The R51 is equipped with a passive control called a grip safety, which when depressed enables the trigger but when untouched it disables the firing mechanism completely. However, Corbett says the grip safety failed to work.

“Any firearm, including the R51 pistol, that can fire without a trigger pull and when the safety is not disengaged is defective and unreasonably dangerous,” the lawsuit says.

About a month after Corbett says he suffered his injury, Remington issued a product warning about the R51 pistol but cited performance issues rather than a safety defect.

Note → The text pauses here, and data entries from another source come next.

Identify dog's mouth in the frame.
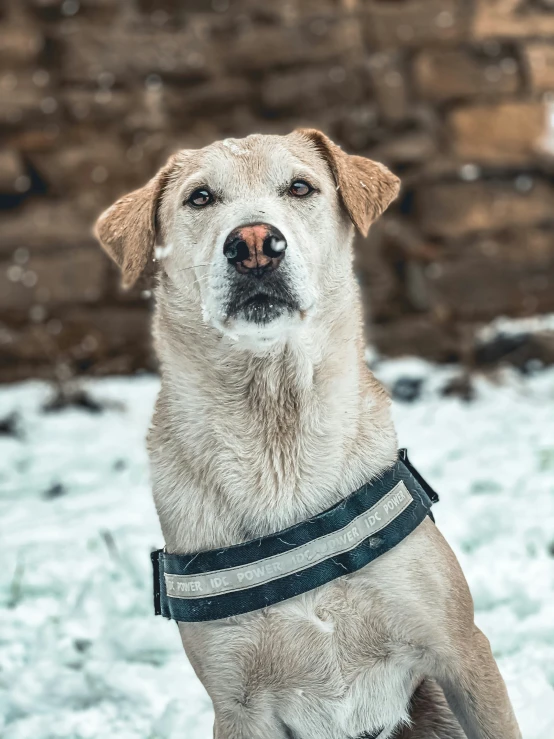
[227,281,300,324]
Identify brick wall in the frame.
[0,0,554,380]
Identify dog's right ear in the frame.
[94,158,174,288]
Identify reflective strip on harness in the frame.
[152,450,438,621]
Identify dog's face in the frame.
[97,130,398,338]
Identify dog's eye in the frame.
[187,187,214,208]
[289,180,314,198]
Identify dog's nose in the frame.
[223,223,287,277]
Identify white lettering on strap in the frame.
[164,481,413,598]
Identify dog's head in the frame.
[96,130,399,338]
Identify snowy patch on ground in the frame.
[0,360,554,739]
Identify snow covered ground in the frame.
[0,360,554,739]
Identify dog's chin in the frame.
[211,295,306,353]
[229,293,298,328]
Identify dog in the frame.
[96,129,520,739]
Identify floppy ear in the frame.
[298,128,400,236]
[94,159,173,288]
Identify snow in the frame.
[0,358,554,739]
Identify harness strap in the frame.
[151,449,438,622]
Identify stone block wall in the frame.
[0,0,554,380]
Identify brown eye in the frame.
[289,180,314,198]
[187,187,214,208]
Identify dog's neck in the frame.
[150,274,396,551]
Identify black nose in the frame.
[223,223,287,277]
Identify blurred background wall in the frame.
[0,0,554,380]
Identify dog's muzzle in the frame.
[223,223,300,324]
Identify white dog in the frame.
[97,130,520,739]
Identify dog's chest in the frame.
[183,581,414,739]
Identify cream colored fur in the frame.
[97,131,520,739]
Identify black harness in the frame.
[152,449,439,622]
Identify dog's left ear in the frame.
[94,157,174,288]
[297,128,400,236]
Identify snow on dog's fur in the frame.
[97,130,519,739]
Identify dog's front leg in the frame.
[437,626,521,739]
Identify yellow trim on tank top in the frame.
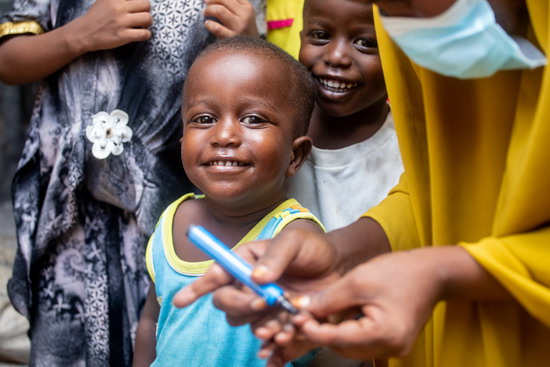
[161,193,298,276]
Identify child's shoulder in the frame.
[272,199,325,237]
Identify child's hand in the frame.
[68,0,153,53]
[252,312,322,367]
[173,229,339,325]
[204,0,258,38]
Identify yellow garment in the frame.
[365,0,550,367]
[265,0,304,59]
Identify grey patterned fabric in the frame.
[0,0,220,366]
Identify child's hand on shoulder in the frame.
[71,0,153,53]
[204,0,258,38]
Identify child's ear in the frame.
[286,136,313,177]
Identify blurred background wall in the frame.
[0,0,36,366]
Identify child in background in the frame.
[134,37,322,367]
[289,0,403,230]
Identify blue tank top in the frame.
[146,194,324,367]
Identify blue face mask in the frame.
[381,0,546,79]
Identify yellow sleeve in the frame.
[0,20,44,38]
[363,173,425,251]
[266,0,304,59]
[460,221,550,326]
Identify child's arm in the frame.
[204,0,258,38]
[0,0,152,85]
[133,284,160,367]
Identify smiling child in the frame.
[134,37,322,367]
[290,0,403,230]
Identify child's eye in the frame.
[309,31,330,41]
[241,115,268,125]
[191,115,216,125]
[353,38,378,51]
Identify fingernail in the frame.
[252,265,269,278]
[250,298,267,311]
[291,296,311,309]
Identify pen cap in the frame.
[187,225,284,306]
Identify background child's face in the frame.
[300,0,386,117]
[182,51,300,209]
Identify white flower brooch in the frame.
[86,110,132,159]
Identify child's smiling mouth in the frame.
[317,77,357,94]
[207,161,247,167]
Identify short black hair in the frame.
[195,35,317,138]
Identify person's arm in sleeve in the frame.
[0,0,152,85]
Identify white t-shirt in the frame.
[289,112,403,231]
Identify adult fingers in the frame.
[298,265,368,317]
[173,264,233,308]
[124,0,151,13]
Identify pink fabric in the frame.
[267,18,294,31]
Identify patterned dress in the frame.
[0,0,237,366]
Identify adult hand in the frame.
[67,0,153,53]
[269,246,512,366]
[204,0,258,38]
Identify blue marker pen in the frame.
[187,225,298,314]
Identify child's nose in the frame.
[211,118,242,147]
[323,39,352,68]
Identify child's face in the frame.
[300,0,386,117]
[181,50,302,209]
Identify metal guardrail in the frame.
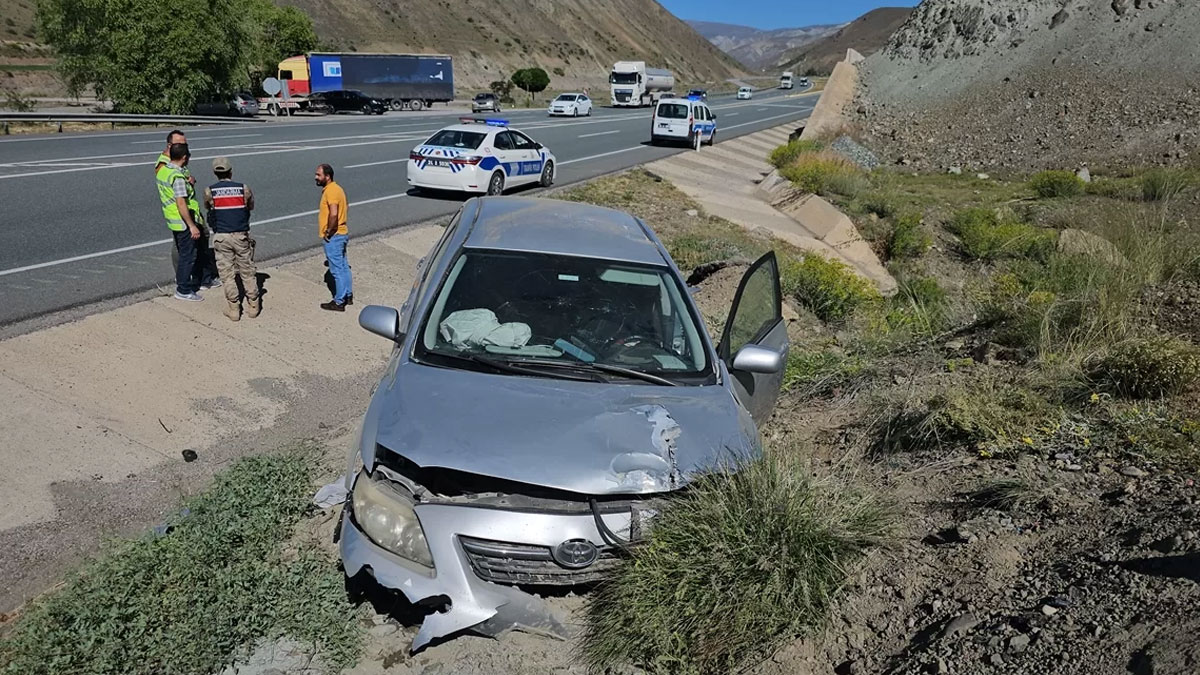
[0,112,266,135]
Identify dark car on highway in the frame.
[196,94,258,118]
[470,94,500,113]
[308,89,388,115]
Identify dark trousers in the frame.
[172,229,200,295]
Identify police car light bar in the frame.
[458,118,509,126]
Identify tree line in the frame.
[37,0,318,114]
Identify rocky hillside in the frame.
[858,0,1200,171]
[688,22,845,68]
[281,0,743,89]
[776,7,912,74]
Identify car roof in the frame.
[463,197,666,265]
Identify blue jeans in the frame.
[172,229,200,295]
[325,234,354,305]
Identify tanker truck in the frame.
[608,61,674,108]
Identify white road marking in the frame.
[130,133,262,145]
[342,157,408,168]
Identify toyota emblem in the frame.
[550,539,600,569]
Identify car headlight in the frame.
[352,471,433,568]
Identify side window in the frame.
[719,251,784,363]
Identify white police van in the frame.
[408,118,557,195]
[650,96,716,150]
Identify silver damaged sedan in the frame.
[340,197,787,651]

“After initial commercial sales, our loyal customers notified us that some R51 pistols had performance issues. We immediately ceased production to re-test the product,” the company wrote in the notice in July 2014, and offered to replace the pistol and include extra accessories.

However, the lawsuit claims that the alleged defects could have been prevented if engineers were given adequate time to develop the design, but instead “rushed the Model R51 into production and released the Model R51 over Remington engineers’ objections.”

The lawsuit suggests adding a small component — “a pin” — to the internal safety mechanism would allow the design to function properly.

“(Remington) was negligent in putting profits ahead of safety in its rush to bring the Model R51 pistol to market,” the lawsuit says.

Corbett is asking the court for special and general damages and court costs.

Remington is no stranger to litigation regarding defective products. For decades the company has been accused of using a defective trigger design in some of its most popular long guns.

Earlier this year Remington agreed to a settlement in a class action suit over the Walker Trigger Control, which has been used to design Remington 700 rifles and Remington 870 shotguns.

Although an exact monetary figure has not been identified, the agreement approved by a Missouri federal judge orders Remington to replace the trigger system in numerous models, which the company has produced millions. Other lawsuits have resulted in the court awarding the plaintiff six figures.

Correction: The gun was not in a holster, according to the complaint. We regret the error.